There are many benefits to adding a homemade water feature to a garden. Water features create a trickling sound that is pleasant to the ear and create visual interest in the garden. Additionally, water features attract wildlife such as birds and squirrels that bathe, drink and play in the water. A homemade water feature is much less expensive to add to your garden and maintain than a store-bought water feature.
According to "A Short History of Water Gardening" by Kit Knotts, fossil records show that aquatic species are among the first flowing plants. Pictures painted on ancient Egyptian tombs show that the pharoahs kept pools filled with floating lotus plants in the earliest form of ornamental water gardening. Water features were a major facet of gardening in ancient Middle Eastern cultures, and later in Japanese gardens. The medieval formal garden with pond features were popularized by crusaders who brought ideas to Europe from the Middle East. Interest in water features was later renewed when travelers in the 1700s brought exotic plants.
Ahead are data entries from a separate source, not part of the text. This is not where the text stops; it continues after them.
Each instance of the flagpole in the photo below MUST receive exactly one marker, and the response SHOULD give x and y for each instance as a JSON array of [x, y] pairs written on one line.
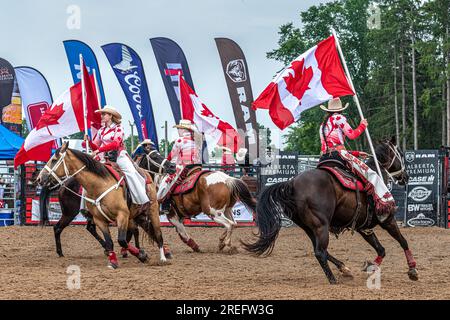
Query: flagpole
[[355, 97], [83, 94], [179, 92], [97, 90]]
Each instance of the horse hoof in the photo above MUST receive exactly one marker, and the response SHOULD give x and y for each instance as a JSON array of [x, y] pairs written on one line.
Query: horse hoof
[[413, 274], [168, 255], [143, 257], [368, 266], [346, 273]]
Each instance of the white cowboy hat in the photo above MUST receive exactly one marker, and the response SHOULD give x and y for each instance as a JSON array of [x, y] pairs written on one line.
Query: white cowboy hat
[[225, 149], [185, 124], [334, 105], [240, 155], [147, 141], [111, 110]]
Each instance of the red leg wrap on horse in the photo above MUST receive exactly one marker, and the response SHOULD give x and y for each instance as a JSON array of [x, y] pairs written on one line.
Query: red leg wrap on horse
[[112, 258], [166, 249], [378, 260], [410, 259], [133, 250], [191, 243]]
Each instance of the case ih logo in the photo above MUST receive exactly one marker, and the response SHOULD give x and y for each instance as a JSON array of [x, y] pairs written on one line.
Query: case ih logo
[[419, 194], [420, 221], [236, 70], [409, 156]]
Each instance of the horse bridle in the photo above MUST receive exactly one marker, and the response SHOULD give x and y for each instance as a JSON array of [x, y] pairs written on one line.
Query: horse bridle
[[67, 175]]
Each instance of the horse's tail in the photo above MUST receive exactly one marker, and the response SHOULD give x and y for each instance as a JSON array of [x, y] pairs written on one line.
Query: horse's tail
[[272, 203], [44, 198], [240, 192]]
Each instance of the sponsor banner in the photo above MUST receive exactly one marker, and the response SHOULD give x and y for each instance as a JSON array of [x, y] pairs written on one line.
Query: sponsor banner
[[282, 167], [422, 192], [127, 66], [35, 94], [399, 194], [171, 59], [10, 102], [240, 214], [73, 50], [237, 78]]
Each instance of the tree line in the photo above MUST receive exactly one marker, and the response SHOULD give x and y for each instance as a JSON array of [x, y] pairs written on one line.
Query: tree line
[[398, 54]]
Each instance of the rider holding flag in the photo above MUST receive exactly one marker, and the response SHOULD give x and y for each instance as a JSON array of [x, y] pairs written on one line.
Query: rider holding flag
[[184, 152], [333, 131], [109, 141]]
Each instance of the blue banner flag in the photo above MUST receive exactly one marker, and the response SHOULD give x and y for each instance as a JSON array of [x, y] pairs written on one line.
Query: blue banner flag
[[171, 59], [73, 50], [129, 71]]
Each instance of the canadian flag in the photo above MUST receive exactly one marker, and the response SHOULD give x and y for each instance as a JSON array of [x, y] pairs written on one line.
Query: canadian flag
[[63, 118], [314, 77], [216, 131]]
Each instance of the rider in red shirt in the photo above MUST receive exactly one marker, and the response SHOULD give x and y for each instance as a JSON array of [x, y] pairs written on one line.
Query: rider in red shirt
[[184, 152], [333, 132]]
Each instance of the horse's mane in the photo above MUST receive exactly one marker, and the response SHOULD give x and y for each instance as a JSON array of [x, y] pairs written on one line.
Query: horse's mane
[[92, 165]]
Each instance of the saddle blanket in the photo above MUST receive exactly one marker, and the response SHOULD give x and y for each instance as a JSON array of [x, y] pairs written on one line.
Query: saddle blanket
[[117, 174], [346, 180], [188, 183]]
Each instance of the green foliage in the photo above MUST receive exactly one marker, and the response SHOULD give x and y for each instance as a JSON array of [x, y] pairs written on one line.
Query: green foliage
[[370, 55]]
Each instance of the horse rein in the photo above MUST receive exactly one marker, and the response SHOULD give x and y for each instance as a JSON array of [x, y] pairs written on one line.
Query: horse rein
[[67, 174], [96, 202]]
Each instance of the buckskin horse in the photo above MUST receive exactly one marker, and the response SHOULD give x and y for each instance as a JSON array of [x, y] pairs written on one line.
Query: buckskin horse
[[70, 200], [212, 192], [317, 202], [106, 200]]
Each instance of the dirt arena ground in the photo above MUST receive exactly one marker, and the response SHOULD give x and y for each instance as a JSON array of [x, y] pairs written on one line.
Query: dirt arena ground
[[30, 268]]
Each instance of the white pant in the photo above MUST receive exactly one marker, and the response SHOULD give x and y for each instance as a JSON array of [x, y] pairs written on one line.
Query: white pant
[[167, 182], [135, 182], [380, 189]]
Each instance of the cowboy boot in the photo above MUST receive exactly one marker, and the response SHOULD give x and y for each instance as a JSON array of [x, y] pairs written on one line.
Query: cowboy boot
[[142, 208]]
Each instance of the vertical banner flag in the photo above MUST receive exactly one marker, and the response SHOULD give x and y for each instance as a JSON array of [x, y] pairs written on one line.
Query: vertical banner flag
[[171, 59], [10, 103], [217, 132], [73, 50], [314, 77], [64, 117], [130, 73], [35, 93], [237, 77]]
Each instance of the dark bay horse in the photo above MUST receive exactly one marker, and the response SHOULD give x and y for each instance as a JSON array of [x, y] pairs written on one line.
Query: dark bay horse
[[214, 194], [106, 200], [70, 202], [317, 202]]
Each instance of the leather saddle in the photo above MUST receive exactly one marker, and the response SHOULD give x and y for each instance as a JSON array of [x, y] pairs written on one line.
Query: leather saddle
[[188, 180], [346, 178]]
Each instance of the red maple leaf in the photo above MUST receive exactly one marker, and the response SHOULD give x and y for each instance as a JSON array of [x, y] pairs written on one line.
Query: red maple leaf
[[51, 117], [206, 112], [298, 79]]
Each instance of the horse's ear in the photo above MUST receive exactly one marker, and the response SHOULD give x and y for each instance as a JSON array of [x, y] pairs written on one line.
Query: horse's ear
[[65, 146], [394, 140]]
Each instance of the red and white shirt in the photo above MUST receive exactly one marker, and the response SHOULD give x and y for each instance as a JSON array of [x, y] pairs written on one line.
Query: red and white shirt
[[108, 139], [184, 151], [337, 128]]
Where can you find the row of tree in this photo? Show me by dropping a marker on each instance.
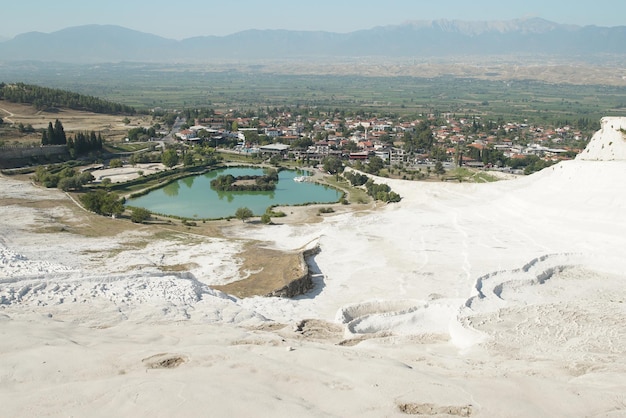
(229, 183)
(46, 98)
(80, 144)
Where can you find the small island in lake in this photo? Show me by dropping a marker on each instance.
(230, 183)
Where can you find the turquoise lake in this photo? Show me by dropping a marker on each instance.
(193, 197)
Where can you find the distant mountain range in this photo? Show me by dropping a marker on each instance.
(439, 38)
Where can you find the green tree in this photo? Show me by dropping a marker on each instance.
(169, 158)
(140, 215)
(115, 163)
(375, 165)
(59, 133)
(439, 170)
(332, 165)
(188, 159)
(243, 213)
(103, 203)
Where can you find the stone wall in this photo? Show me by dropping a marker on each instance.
(11, 157)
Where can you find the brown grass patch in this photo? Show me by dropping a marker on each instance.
(268, 270)
(111, 126)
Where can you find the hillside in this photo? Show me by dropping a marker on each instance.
(424, 39)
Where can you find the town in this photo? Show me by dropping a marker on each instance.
(398, 142)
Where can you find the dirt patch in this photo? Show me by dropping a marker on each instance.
(266, 271)
(317, 329)
(111, 126)
(164, 361)
(429, 409)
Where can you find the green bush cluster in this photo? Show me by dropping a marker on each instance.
(226, 183)
(382, 192)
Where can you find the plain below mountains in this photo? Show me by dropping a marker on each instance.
(440, 38)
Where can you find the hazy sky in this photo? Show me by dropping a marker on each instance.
(187, 18)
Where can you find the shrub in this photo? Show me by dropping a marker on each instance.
(140, 215)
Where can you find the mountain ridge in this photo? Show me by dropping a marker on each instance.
(426, 38)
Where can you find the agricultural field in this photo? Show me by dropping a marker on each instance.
(548, 94)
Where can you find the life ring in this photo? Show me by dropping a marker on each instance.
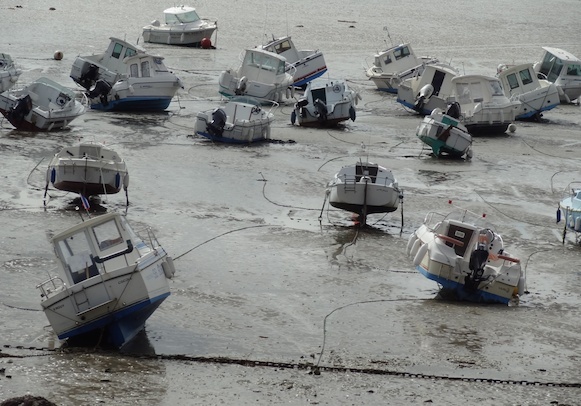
(510, 259)
(450, 240)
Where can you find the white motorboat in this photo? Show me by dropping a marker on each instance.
(564, 70)
(108, 282)
(262, 75)
(429, 91)
(466, 257)
(325, 103)
(9, 73)
(570, 210)
(484, 108)
(125, 77)
(364, 188)
(240, 121)
(445, 134)
(395, 64)
(520, 83)
(89, 169)
(307, 64)
(43, 105)
(182, 26)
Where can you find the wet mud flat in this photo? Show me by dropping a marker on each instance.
(268, 276)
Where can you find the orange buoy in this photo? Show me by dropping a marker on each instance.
(206, 43)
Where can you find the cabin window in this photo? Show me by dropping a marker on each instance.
(574, 70)
(117, 50)
(75, 252)
(133, 70)
(107, 235)
(525, 76)
(282, 47)
(496, 88)
(145, 69)
(130, 52)
(401, 53)
(512, 80)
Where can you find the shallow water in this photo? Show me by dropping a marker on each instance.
(259, 277)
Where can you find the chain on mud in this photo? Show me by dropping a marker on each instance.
(308, 367)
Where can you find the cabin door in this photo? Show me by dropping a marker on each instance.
(437, 81)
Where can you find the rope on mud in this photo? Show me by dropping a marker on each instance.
(221, 235)
(309, 367)
(506, 215)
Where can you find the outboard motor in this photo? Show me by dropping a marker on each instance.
(424, 94)
(101, 90)
(241, 86)
(478, 259)
(453, 110)
(321, 110)
(216, 126)
(88, 78)
(20, 110)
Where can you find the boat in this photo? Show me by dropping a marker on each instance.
(182, 26)
(570, 210)
(125, 78)
(9, 73)
(262, 75)
(325, 104)
(445, 134)
(429, 91)
(43, 105)
(241, 120)
(520, 83)
(466, 257)
(393, 65)
(364, 188)
(307, 64)
(107, 283)
(564, 70)
(89, 169)
(484, 109)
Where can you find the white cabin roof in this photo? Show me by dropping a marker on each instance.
(561, 54)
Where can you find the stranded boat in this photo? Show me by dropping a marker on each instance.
(445, 134)
(182, 26)
(307, 64)
(393, 65)
(240, 121)
(325, 104)
(43, 105)
(262, 75)
(89, 169)
(364, 188)
(535, 95)
(125, 77)
(564, 70)
(109, 281)
(466, 257)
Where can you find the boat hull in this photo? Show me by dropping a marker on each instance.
(173, 36)
(369, 197)
(444, 137)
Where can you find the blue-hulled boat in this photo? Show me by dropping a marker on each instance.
(109, 282)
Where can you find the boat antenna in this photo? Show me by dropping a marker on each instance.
(388, 36)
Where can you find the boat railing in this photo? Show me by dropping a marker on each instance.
(51, 286)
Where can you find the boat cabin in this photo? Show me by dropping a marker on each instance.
(49, 94)
(397, 59)
(180, 15)
(558, 63)
(262, 66)
(474, 89)
(97, 246)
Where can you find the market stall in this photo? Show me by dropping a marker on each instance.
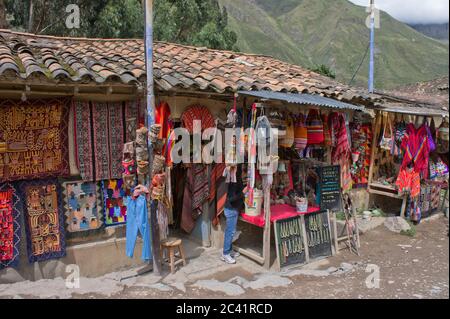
(409, 158)
(312, 168)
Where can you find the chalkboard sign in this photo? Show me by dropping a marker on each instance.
(318, 234)
(290, 244)
(330, 187)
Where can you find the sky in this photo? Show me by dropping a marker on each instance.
(413, 11)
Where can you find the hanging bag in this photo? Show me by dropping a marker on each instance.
(301, 133)
(289, 138)
(387, 142)
(443, 138)
(314, 126)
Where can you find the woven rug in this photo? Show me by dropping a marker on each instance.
(82, 206)
(44, 219)
(114, 196)
(9, 226)
(116, 139)
(83, 140)
(34, 136)
(101, 140)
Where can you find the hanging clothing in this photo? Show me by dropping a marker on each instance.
(137, 221)
(417, 149)
(340, 152)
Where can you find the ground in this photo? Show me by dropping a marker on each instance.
(409, 267)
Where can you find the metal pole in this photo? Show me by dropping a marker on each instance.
(372, 46)
(150, 120)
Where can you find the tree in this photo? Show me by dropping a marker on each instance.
(194, 22)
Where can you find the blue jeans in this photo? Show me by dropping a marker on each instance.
(232, 218)
(137, 220)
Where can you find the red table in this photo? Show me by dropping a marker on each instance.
(278, 212)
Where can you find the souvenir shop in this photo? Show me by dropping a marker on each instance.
(323, 149)
(410, 160)
(62, 184)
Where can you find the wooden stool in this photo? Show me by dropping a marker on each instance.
(170, 244)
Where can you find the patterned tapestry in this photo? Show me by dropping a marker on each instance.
(132, 119)
(101, 140)
(9, 226)
(82, 206)
(83, 140)
(44, 220)
(33, 139)
(108, 135)
(116, 139)
(115, 209)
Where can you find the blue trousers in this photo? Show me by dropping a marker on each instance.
(137, 221)
(232, 218)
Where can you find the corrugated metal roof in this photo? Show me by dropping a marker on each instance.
(298, 98)
(412, 110)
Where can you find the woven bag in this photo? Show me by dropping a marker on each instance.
(289, 139)
(314, 126)
(300, 133)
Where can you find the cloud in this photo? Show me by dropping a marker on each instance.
(413, 11)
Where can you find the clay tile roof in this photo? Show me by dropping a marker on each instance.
(175, 66)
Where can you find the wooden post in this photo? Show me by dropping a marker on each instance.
(150, 119)
(305, 240)
(374, 144)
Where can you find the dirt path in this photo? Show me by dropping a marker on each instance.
(408, 268)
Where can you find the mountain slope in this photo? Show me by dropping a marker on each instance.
(311, 32)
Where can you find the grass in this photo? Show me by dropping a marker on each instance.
(333, 33)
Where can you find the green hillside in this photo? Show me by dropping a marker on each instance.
(312, 32)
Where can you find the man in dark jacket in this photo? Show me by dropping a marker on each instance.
(233, 206)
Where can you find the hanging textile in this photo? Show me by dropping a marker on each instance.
(361, 152)
(102, 134)
(83, 140)
(100, 122)
(199, 113)
(132, 109)
(114, 197)
(9, 226)
(138, 223)
(340, 152)
(417, 150)
(34, 139)
(314, 125)
(44, 220)
(163, 118)
(163, 220)
(196, 193)
(82, 206)
(301, 133)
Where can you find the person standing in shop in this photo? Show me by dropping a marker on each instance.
(233, 206)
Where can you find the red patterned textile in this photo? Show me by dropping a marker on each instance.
(200, 113)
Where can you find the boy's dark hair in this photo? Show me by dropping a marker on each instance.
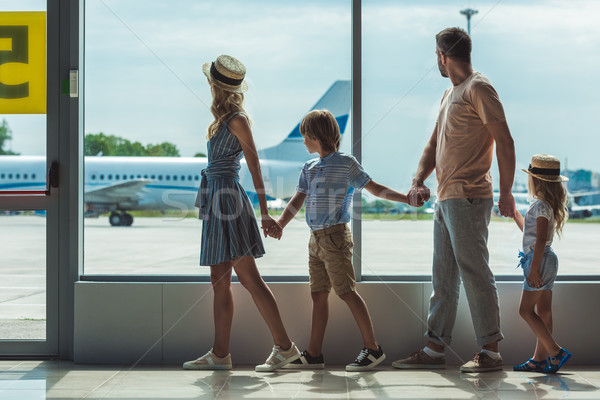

The craze for water lilies, including giant species from the Amazon region in the 1800s, kept this interest strong.
According to the website Aquascape.com, a water feature can become a focal point for a garden and a place where the gardener can unwind. Water features attract birds, butterflies and other wildlife that many gardeners enjoy observing. At the same time, the splash of water creates a relaxing sound that can soothe the senses.
The style of water feature can vary greatly based on the landscaper's available space and tastes. Water features can include a small fountain tucked into the corner of a balcony, a large garden pond or reflecting pool filled with lily pads, a so-called "pondless" waterfall that emerges from rock and seemingly disappears into the ground, or even a simple bowl of water in a Zen garden.
Although the style of water feature might vary, most water features have some common elements. Water is always present in a water feature. The water is typically contained in some way. Large pools, streams and pondless features can be dug into the ground or sculpted into a hillside using a pre-formed plastic liner or a tough plastic film. Half-barrel pools, such as the kind made from a whiskey barrel, can also be lined in this way. Water features that contain moving or falling water can utilize a pump system to circulate this water. Fountains might contain their water in bowls, but will still circulate water using a pump system.
A number of misconceptions about water features prevent gardeners from installing a feature, or enjoying one once it has been installed. One common misconception is the idea that a pond's ecosystem will maintain itself once it has been set up. Conversely to this is the idea that a pond requires constant maintenance. The truth is that pond maintenance is a balance between these two extremes.